Our people do not vote for populists for mysterious reasons. On the contrary, if we have millions of people left behind, forgotten, and desperate for a better future, it is perfectly rational to expect them to believe and follow those who promise them a tabula rasa and the construction of a new political and economic system. This is the eternal promise of populist leaders.

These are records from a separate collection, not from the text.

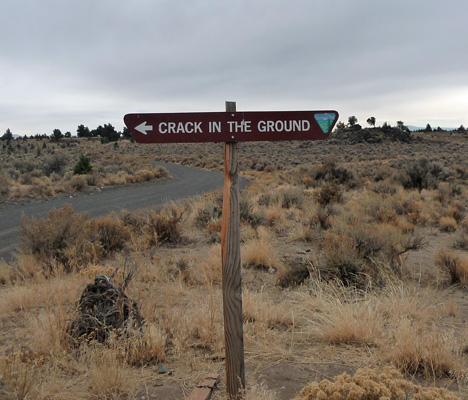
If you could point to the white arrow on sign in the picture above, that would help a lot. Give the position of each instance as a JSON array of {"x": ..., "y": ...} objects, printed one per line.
[{"x": 143, "y": 128}]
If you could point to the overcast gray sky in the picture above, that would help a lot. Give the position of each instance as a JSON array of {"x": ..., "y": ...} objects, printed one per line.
[{"x": 70, "y": 62}]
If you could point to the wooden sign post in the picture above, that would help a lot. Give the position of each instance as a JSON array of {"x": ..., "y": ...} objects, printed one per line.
[
  {"x": 231, "y": 127},
  {"x": 231, "y": 260}
]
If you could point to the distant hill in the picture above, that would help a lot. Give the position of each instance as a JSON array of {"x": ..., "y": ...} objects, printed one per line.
[{"x": 420, "y": 128}]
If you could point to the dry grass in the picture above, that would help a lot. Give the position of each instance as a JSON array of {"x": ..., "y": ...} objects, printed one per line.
[
  {"x": 40, "y": 168},
  {"x": 344, "y": 224},
  {"x": 453, "y": 264}
]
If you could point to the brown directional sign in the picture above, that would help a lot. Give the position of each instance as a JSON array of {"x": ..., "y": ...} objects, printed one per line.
[{"x": 231, "y": 126}]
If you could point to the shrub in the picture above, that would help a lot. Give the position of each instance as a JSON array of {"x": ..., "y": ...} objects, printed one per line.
[
  {"x": 83, "y": 166},
  {"x": 208, "y": 213},
  {"x": 462, "y": 241},
  {"x": 372, "y": 384},
  {"x": 69, "y": 239},
  {"x": 332, "y": 172},
  {"x": 51, "y": 239},
  {"x": 421, "y": 174},
  {"x": 78, "y": 183},
  {"x": 455, "y": 266},
  {"x": 424, "y": 349},
  {"x": 166, "y": 226},
  {"x": 329, "y": 193},
  {"x": 54, "y": 164},
  {"x": 260, "y": 254},
  {"x": 4, "y": 186},
  {"x": 111, "y": 233}
]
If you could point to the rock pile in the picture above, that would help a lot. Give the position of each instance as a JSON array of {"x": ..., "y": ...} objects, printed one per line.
[{"x": 104, "y": 308}]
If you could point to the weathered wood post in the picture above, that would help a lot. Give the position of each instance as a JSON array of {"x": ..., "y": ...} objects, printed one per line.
[
  {"x": 231, "y": 262},
  {"x": 229, "y": 127}
]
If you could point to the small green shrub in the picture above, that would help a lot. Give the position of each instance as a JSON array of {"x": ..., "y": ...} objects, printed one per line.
[
  {"x": 83, "y": 166},
  {"x": 55, "y": 164},
  {"x": 166, "y": 226}
]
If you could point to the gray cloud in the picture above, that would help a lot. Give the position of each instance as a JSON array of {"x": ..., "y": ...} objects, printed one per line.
[{"x": 92, "y": 61}]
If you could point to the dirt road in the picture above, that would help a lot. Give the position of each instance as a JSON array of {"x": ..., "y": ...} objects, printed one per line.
[{"x": 186, "y": 182}]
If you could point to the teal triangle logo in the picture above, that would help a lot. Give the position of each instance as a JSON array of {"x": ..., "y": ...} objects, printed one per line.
[{"x": 325, "y": 121}]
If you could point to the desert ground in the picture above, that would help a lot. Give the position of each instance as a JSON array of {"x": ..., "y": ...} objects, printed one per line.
[{"x": 354, "y": 272}]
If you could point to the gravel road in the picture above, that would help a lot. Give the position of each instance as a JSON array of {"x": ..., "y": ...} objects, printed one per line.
[{"x": 186, "y": 182}]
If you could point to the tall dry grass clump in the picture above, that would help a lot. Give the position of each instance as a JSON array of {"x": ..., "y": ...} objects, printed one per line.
[{"x": 386, "y": 383}]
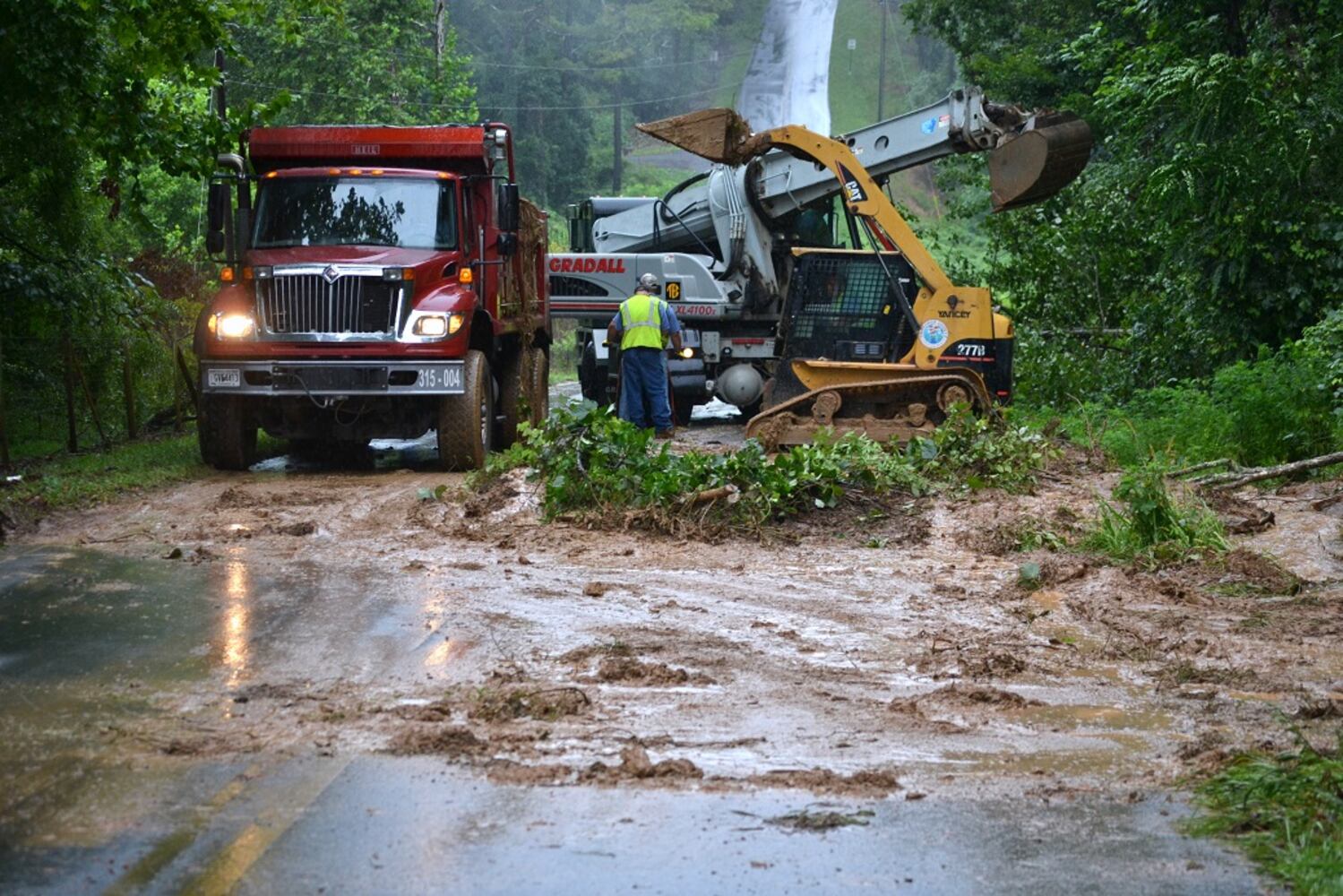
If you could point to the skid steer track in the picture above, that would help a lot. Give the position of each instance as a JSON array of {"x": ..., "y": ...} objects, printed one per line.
[{"x": 896, "y": 403}]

At the panel, other speakers tried to define populism in vague terms, alluding to the fact that populists tend to allure the masses and craft policies based on that. I tried to provide a more exact definition:
“Populism is not a political ideology, it is a way of doing politics. Populists divide societies between a victimized majority and a corrupt minority. Populists argue that these minorities have somehow hijacked the state. And that because of it, they need a blank check to reform the country. This is why populism is incompatible with liberalism. Because while the basic premise of liberal democracy is to form an state that treats all of us equally, the basic premise of populist politics is that a specific sector of society has to be marginalized and punished.”
I mention this because I believe in the importance of clearly defining the concepts we are trying to explain. This is not me trying to be intellectually picky. Words do matter; concepts matter. Words have the role of channeling our thoughts properly. Accordingly, clear concepts are the key to truly understanding the thing we are trying to define. And let me tell you, if we believe that populism is “talking to the people,” then we are in serious trouble.
If we want liberal democracy to become the norm in Latin America, we need to then roll of sleeves and “talk to the people.” We need to communicate why our ideas will benefit those millions of people who are currently living under intolerable conditions of poverty and exclusion. We need to explain to them why market institutions matter. We need to communicate to them why the rule of law matters.
If we don’t do that, then our countries will continue to vote for populism and demagoguery. In this sense, I don’t blame the people for believing in populists like Hugo Chavez or Cristina Kirchner. I blame “our camp” for not being able to convince our people. We need to make democracy and markets sexy again. This is the challenge we have ahead.